By Amanda R. Yurechko, Esq.
On July 10, 2012 the Federal Financial Institution Examination Counsel (FFIEC) issued an opinion on cloud computing and the associated risk to the financial industry. Cloud computing is the buzz word used to describe a wide variety of business practices. The FFIEC struggled to find one definition of “cloud computing,” but in general described it as, “a migration from owned resources to shared resources in which client users receive information technology services, on demand, from third-party service providers via the Internet ‘cloud’.” Cloud computing as a term can be used to describe service related products, meaning the provision of infrastructure, computing platforms and software, or deployment related products, meaning how the cloud service is provided. Clouds can be private to one organization, shared by communities of organizations, or public – open to any paying user.
When financial institutions outsource cloud computing, the risk increases just like with any other outsourced service. The FFIEC directs financial institutions to its’ previously published, FFIEC Information Technology Examination Handbook (IT Handbook), and its Outsourcing Technology Services Booklet for discussion of these risks.
Highlighted by the FFIEC’s opinion are the following areas of risk that should be considered:
- Due Diligence – Insuring the third-party’s activity is conducted in compliance with applicable laws and regulations in a safe and sound manner, in-line with the institution’s strategic plan and corporate objectives. The FFIEC opinion asks the financial institution to consider the classification of the data placed in the cloud. For example, will the data be properly encrypted to protect non-public information from disclosure? Will the information be housed on servers used by other clients and what controls will the vendor use to protect the data? Finally, does the vendor have a disaster recovery plan?

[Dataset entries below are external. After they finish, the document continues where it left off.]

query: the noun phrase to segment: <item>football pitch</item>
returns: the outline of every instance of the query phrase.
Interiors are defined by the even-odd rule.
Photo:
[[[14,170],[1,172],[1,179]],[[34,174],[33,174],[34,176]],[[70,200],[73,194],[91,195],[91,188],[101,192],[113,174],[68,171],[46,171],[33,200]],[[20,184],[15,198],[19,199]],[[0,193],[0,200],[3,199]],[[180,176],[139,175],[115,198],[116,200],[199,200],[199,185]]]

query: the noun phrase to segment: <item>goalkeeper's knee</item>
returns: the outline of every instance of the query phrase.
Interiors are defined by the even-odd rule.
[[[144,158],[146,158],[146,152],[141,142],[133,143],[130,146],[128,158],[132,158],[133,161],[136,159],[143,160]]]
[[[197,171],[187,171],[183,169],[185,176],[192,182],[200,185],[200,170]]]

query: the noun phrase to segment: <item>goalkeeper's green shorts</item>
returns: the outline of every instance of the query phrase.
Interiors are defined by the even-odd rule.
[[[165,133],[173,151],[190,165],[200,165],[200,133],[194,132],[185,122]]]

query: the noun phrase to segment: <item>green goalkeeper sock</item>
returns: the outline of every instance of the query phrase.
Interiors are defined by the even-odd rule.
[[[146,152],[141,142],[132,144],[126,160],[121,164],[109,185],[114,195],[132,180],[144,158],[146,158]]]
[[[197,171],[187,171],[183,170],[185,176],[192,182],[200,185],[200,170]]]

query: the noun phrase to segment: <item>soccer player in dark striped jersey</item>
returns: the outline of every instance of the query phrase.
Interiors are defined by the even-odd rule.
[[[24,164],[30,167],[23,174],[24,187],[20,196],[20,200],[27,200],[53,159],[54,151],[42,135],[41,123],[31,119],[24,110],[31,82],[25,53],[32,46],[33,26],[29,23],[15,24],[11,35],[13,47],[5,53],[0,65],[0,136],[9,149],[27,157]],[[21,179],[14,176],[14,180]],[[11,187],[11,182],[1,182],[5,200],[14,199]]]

- Vendor Management – Vendors familiar with the regulations placed upon financial institutions should be chosen, and the financial institution should watch to ensure the proper changes are made by the vendor as regulations change. Also, the contract should clearly spell out who owns the data and how disputes may be resolved.
- Audits – Financial intuitions should perform audits to ensure internal controls are functioning properly by auditors familiar with issues presented by cloud computing.
- Information Security – Before entering into a relationship with a cloud computing vendor, the financial institution should ensure this relationship is in line with its own security policies, standards and practices. The FFIEC notes that continuous monitoring may be necessary to ensure the provider is maintaining the effective controls. Controls on information in the cloud should include identity and access management, and encryption. The financial institution should have a process to monitor, investigate and document security threats and incidents on its own server, as well as the cloud. The financial institution should also confirm that any data stored in the cloud can be completely removed at the end of the relationship.
- Legal, Regulatory and Reputational Considerations – Contracts with the provider should clearly spell out the legal and regulatory requirements that the financial institution is bound by and that are attached to the storage of the data. The vendor may be overseas, the data stored overseas or the vendor is handling data from numerous sources with distinct requirements. The financial institution cannot rely on the vendor to know the applicable regulations.
- Business Continuity Planning – Does the vendor have adequate plans and resources to restore data after destruction?
The FFIEC opinion notes that cloud computing may not be in every financial institution’s best interest if each of these issues can not be satisfactorily resolved before the start of the relationship.